September 17th, 2002

So just as I sit down to some serious coding this weekend, my text editor, NEdit, went all weird on me. I don’t know how to draw the proper analogy for non-programmers, when I explained it to my grandmother this morning I suggested it was something like her sewing machine going out as she started a quilt, but as I survey her studio the vast array of scissors, and knives, stencils, mat boards, needles, dyes, and tools without names, I realized this was an insufficient parallel. How to say, “Yes I do something real, but I use just one tool to do it.”?

NEdit didn’t stop working entirely. In fact it took me a little while to figure out what it was doing. Eventually I figured it out. The first document I opened worked fine. However, if I tried to open any other documents (and working in more then one document while programming is a given) then these children windows would act sullen, and unresponsive. I could see the contents, but all mouse or keyboard clicks were ignored.
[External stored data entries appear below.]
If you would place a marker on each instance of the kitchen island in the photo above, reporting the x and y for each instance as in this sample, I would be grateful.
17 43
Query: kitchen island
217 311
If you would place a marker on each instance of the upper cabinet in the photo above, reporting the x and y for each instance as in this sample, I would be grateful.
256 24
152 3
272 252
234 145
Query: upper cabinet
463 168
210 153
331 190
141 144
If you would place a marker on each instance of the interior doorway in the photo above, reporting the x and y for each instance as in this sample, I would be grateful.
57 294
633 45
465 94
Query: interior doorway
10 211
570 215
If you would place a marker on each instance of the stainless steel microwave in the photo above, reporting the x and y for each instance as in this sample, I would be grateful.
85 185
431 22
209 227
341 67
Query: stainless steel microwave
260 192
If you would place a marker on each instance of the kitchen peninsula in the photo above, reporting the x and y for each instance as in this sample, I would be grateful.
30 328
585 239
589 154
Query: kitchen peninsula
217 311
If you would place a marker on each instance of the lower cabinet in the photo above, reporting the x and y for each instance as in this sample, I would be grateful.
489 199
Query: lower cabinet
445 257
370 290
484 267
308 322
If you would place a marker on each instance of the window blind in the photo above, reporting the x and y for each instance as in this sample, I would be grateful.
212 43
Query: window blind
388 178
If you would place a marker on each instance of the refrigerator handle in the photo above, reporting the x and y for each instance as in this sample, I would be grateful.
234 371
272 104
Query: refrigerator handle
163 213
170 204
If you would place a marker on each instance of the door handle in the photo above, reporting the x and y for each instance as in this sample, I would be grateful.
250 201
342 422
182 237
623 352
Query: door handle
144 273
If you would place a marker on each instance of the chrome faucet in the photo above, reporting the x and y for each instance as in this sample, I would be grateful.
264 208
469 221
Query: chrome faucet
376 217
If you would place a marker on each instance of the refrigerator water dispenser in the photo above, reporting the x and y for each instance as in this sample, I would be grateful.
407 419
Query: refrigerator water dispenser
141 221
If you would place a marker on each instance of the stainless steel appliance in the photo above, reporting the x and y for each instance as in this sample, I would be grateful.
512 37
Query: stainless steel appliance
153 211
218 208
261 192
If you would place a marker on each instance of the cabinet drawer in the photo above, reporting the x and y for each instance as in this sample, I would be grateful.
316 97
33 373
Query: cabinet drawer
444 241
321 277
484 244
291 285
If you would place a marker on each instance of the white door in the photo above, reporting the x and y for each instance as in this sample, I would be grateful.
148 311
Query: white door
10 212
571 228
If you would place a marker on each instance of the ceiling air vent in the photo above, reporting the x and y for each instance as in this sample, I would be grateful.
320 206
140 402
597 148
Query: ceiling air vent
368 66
I was despairing a little, but I took my relatively clueless understanding of the situation to the NEdit mailing lists, and got an amazing deluge of helpful emails. I sent my email before going to bed, and got up 6 hours later with an inbox full of helpful suggestions. The problem is the current version of LessTif (the one Debian packages) is buggy. The solutions are:

  1. Compile against an older version of LessTif
  2. Download the pre-compiled binaries
  3. Compile against OpenMotif which doesn’t have this bug

As I’m not sure how to roll back to an earlier version of a package with apt (shame on me) I’m opted for option 2, and am back in business.

But I’ll leave you with this bit of wisdom from Scott T.

Debain will likely never link against OSF Motif due to their philosophy. So, if you’d rather have a working editor instead of philosophy, try the binary from our website.

I love Debian, but it has its costs.